El individuo era un devoto de Darwin. Sí, de Charles Robert Darwin, el naturalista inglés que estudió la evolución biológica de las especies a través de la selección natural, justificándola en su obra El origen de las especies, con numerosos ejemplos extraídos de la observación de la naturaleza.
Basándose es el modelo de observación darwiniano y contrastando sus propias observaciones, el individuo llegó a la sabia conclusión de que buena parte de la especie humana iba evolucionando hacia la más absoluta imbecilidad.
Mientras que, gracias a la selección natural, el resto de las especies animales habían mejorado, en el caso humano la tendencia era justamente la contraria. Cabía suponer que la autodenominada especie homo sapiens, haciendo honor a su nomenclatura, habría tomado el camino de la Sabiduría y que, en consecuencia, los individuos de la misma serían cada vez más sabios. Entiéndase, tal como rezan diccionarios y enciclopedias que “La sabiduría es un carácter que se desarrolla con la aplicación de la inteligencia en la experiencia propia, obteniendo conclusiones que nos dan un mayor entendimiento, que a su vez nos capacitan para reflexionar, sacando conclusiones que nos dan discernimiento de la verdad, lo bueno y lo malo”.

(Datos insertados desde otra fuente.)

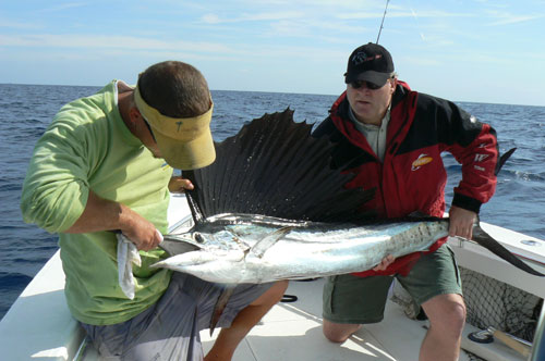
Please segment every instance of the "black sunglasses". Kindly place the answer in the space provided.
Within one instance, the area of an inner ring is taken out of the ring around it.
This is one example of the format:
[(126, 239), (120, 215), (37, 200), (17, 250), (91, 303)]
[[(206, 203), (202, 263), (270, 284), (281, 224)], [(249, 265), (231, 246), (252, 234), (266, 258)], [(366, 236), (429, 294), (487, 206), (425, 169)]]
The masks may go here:
[(366, 82), (366, 80), (354, 80), (354, 82), (350, 83), (350, 86), (354, 89), (360, 89), (361, 87), (365, 86), (370, 90), (376, 90), (376, 89), (380, 89), (382, 87), (384, 87), (384, 84), (376, 85), (374, 83)]

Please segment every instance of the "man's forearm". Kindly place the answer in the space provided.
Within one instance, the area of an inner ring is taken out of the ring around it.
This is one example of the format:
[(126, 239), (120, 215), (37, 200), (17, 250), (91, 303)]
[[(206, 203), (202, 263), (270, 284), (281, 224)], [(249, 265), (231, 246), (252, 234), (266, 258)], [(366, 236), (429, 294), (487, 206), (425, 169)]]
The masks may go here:
[(98, 197), (89, 190), (87, 204), (77, 221), (65, 233), (90, 233), (121, 229), (132, 211), (121, 203)]

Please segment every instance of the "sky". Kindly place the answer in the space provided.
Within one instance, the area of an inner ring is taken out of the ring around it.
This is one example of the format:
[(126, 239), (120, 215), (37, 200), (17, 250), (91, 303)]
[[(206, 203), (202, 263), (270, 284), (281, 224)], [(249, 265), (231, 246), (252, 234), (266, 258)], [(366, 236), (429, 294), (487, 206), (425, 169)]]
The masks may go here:
[[(164, 60), (213, 90), (338, 95), (383, 0), (0, 0), (0, 83), (136, 82)], [(412, 89), (545, 107), (545, 0), (391, 0), (378, 42)]]

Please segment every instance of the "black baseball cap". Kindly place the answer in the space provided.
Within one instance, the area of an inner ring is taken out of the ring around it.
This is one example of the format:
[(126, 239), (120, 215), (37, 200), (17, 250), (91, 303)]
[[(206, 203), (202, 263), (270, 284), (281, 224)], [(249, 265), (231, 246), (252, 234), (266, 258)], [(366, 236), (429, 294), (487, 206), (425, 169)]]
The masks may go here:
[(348, 59), (344, 83), (365, 80), (383, 86), (393, 73), (393, 61), (384, 47), (378, 43), (366, 43), (356, 48)]

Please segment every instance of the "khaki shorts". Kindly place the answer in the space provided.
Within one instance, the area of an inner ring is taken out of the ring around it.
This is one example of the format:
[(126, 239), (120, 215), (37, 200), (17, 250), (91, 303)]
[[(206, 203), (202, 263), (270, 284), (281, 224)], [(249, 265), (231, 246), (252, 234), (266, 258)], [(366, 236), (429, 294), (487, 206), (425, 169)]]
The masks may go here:
[[(270, 286), (238, 285), (218, 328), (229, 327), (237, 314)], [(203, 360), (199, 331), (208, 328), (221, 291), (221, 285), (174, 272), (165, 295), (137, 316), (114, 325), (81, 325), (100, 353), (100, 360)]]
[(323, 315), (335, 323), (365, 324), (384, 319), (388, 290), (396, 277), (419, 304), (438, 295), (462, 295), (460, 272), (448, 245), (422, 256), (403, 277), (328, 277), (324, 286)]

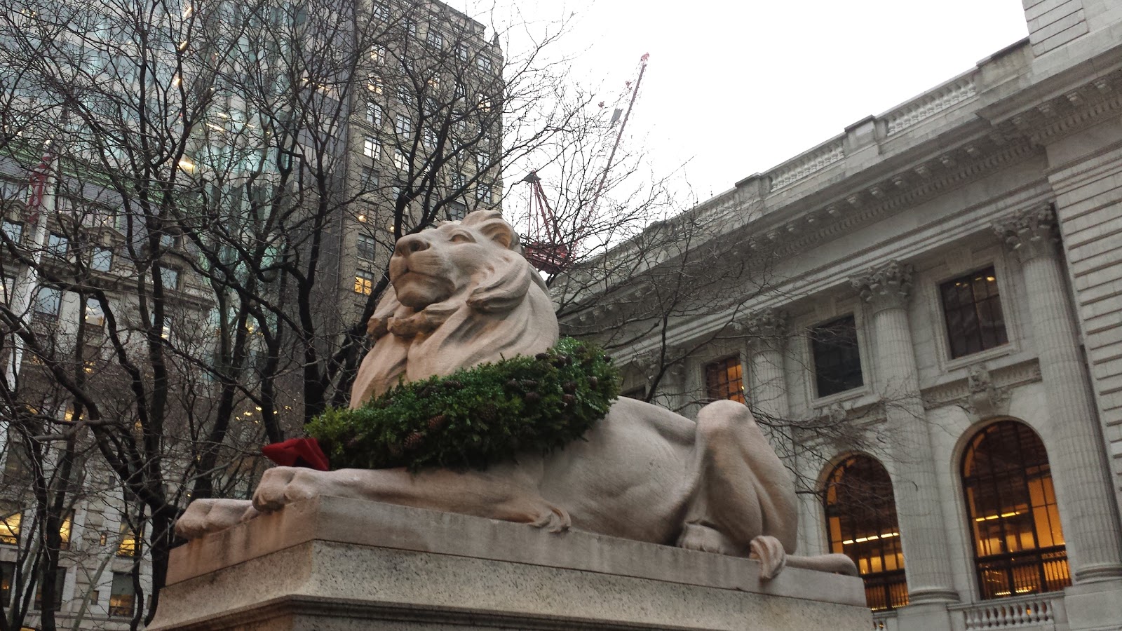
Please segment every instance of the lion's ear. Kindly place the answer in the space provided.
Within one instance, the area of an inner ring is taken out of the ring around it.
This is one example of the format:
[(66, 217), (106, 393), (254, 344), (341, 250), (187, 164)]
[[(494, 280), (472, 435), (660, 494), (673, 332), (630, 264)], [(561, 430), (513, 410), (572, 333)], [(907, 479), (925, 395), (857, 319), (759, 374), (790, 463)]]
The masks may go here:
[(468, 213), (460, 222), (461, 226), (470, 226), (479, 230), (488, 239), (499, 244), (505, 249), (522, 252), (518, 244), (518, 234), (503, 219), (503, 213), (497, 210), (477, 210)]

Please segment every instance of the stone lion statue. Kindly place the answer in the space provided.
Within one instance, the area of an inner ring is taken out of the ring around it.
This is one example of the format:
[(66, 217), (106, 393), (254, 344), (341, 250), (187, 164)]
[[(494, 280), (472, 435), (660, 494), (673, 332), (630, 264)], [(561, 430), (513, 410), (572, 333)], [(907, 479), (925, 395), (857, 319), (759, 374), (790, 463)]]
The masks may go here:
[[(377, 341), (351, 406), (398, 379), (533, 355), (557, 342), (545, 285), (498, 212), (476, 211), (403, 237), (389, 277), (394, 291), (370, 319)], [(619, 399), (586, 438), (484, 472), (275, 467), (251, 502), (195, 501), (176, 531), (196, 538), (292, 502), (338, 495), (752, 556), (765, 578), (784, 565), (856, 575), (844, 555), (791, 556), (794, 486), (746, 406), (710, 403), (695, 422)]]

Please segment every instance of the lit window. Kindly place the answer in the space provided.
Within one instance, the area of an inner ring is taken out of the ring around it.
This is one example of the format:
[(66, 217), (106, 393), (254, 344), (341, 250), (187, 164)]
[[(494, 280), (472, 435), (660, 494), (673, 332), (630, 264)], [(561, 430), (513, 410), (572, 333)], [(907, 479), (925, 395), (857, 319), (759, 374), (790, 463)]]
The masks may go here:
[(109, 272), (113, 267), (113, 250), (95, 247), (90, 256), (90, 268), (96, 272)]
[(374, 126), (381, 125), (381, 106), (373, 101), (366, 103), (366, 121)]
[(137, 548), (139, 547), (139, 533), (129, 529), (129, 524), (126, 522), (121, 522), (121, 527), (118, 531), (121, 536), (121, 540), (120, 543), (117, 545), (117, 556), (135, 557), (137, 555)]
[(742, 371), (739, 355), (706, 364), (706, 396), (712, 400), (729, 399), (745, 403)]
[(375, 241), (374, 237), (369, 235), (359, 235), (356, 240), (356, 250), (359, 258), (365, 258), (366, 260), (374, 260), (375, 253)]
[(18, 244), (20, 239), (24, 238), (24, 225), (18, 221), (8, 221), (4, 219), (3, 234), (11, 239), (13, 244)]
[[(11, 455), (8, 456), (11, 460)], [(8, 473), (4, 472), (7, 479)], [(0, 502), (0, 543), (15, 546), (19, 543), (19, 524), (24, 520), (19, 504), (12, 502)]]
[(355, 272), (355, 293), (370, 295), (374, 291), (374, 274), (366, 269)]
[(66, 256), (67, 249), (70, 249), (70, 239), (63, 235), (50, 232), (47, 237), (47, 254), (62, 258)]
[(861, 375), (857, 324), (853, 316), (811, 329), (810, 346), (815, 356), (818, 396), (837, 394), (865, 383)]
[(48, 320), (58, 318), (62, 308), (63, 292), (55, 287), (39, 287), (35, 293), (35, 314)]
[[(63, 586), (66, 585), (66, 568), (58, 568), (57, 574), (55, 574), (55, 601), (50, 603), (52, 611), (58, 611), (63, 609)], [(35, 610), (43, 610), (43, 585), (35, 591)]]
[(379, 159), (381, 157), (381, 145), (379, 145), (374, 138), (367, 136), (366, 139), (362, 140), (362, 155), (374, 159)]
[(175, 267), (160, 267), (159, 280), (165, 289), (180, 289), (180, 271)]
[(113, 586), (109, 592), (109, 615), (129, 618), (136, 602), (136, 589), (132, 575), (126, 571), (113, 573)]
[(857, 565), (868, 607), (879, 611), (907, 605), (900, 524), (884, 466), (868, 456), (846, 458), (830, 472), (824, 503), (830, 551), (846, 555)]
[(1072, 584), (1048, 454), (1024, 423), (980, 431), (963, 456), (963, 490), (983, 598)]
[(101, 309), (101, 301), (95, 298), (85, 299), (85, 323), (98, 328), (105, 324), (105, 312)]
[(939, 285), (950, 356), (963, 357), (1009, 342), (993, 267)]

Estaba claro que esa inteligencia no tenía nada que ver con el azar sino con la reflexión para discernir lo bueno y lo malo. Pero el individuo observó que grupúsculos diseminados por el ancho mundo evolucionaban en función del azar y no de la reflexión. Grupúsculos de todo el mundo que convinieron que eran “seres superiores” por el azar de haber nacido en un territorio concreto, y que las circunstancias azarosas les habían dotado de una lengua diferente, un poder adquisitivo superior y una “supuesta” genética diferente, por encima del resto de su especie. Y decidieron que esas azarosas circunstancias debían prevalecer sobre la esencia que dictaba la Sabiduría. Renunciaron, así, a la Sabiduría universal. Y es que el camino hacia la Sabiduría era duro y, además, estaba al alcance de quien quisiera buscarla, perteneciera al grupo que perteneciera, por encima de sus diferencias sociales, nacionales, étnicas, idiomáticas, etc, etc. Por el contrario, el camino que marcaba las circunstanciales diferencias era expedito y facilísimo de transitar, pues bastaba con que te dijesen que pertenecías a un grupo especial, debido a las citadas diferencias, para que te sintieses no sólo afortunado sino muy superior al resto de sapiens mortales.
Este fue el comienzo de la autodestrucción de la humanidad. Estos grupúsculos más ricos, económicamente hablando, construyeron armas cada vez más sofisticadas con las que destruyeron a quienes pregonaban la igualdad y la solidaridad entre individuos y sociedades. Pero, al final, y debido a su supina estupidez, acabaron autodestruyéndose,
El individuo devoto de Darwin fue de los pocos que sobrevivió. Ahora está, con los otros supervivientes, en las mismas cavernas, con las mismas necesidades, con el mismo ADN, con los mismos instintos que los antiguos australopitecus, para empezar un nuevo camino hacia la verdadera Sabiduría. “A ver si está vez sale todo bien”, pensó.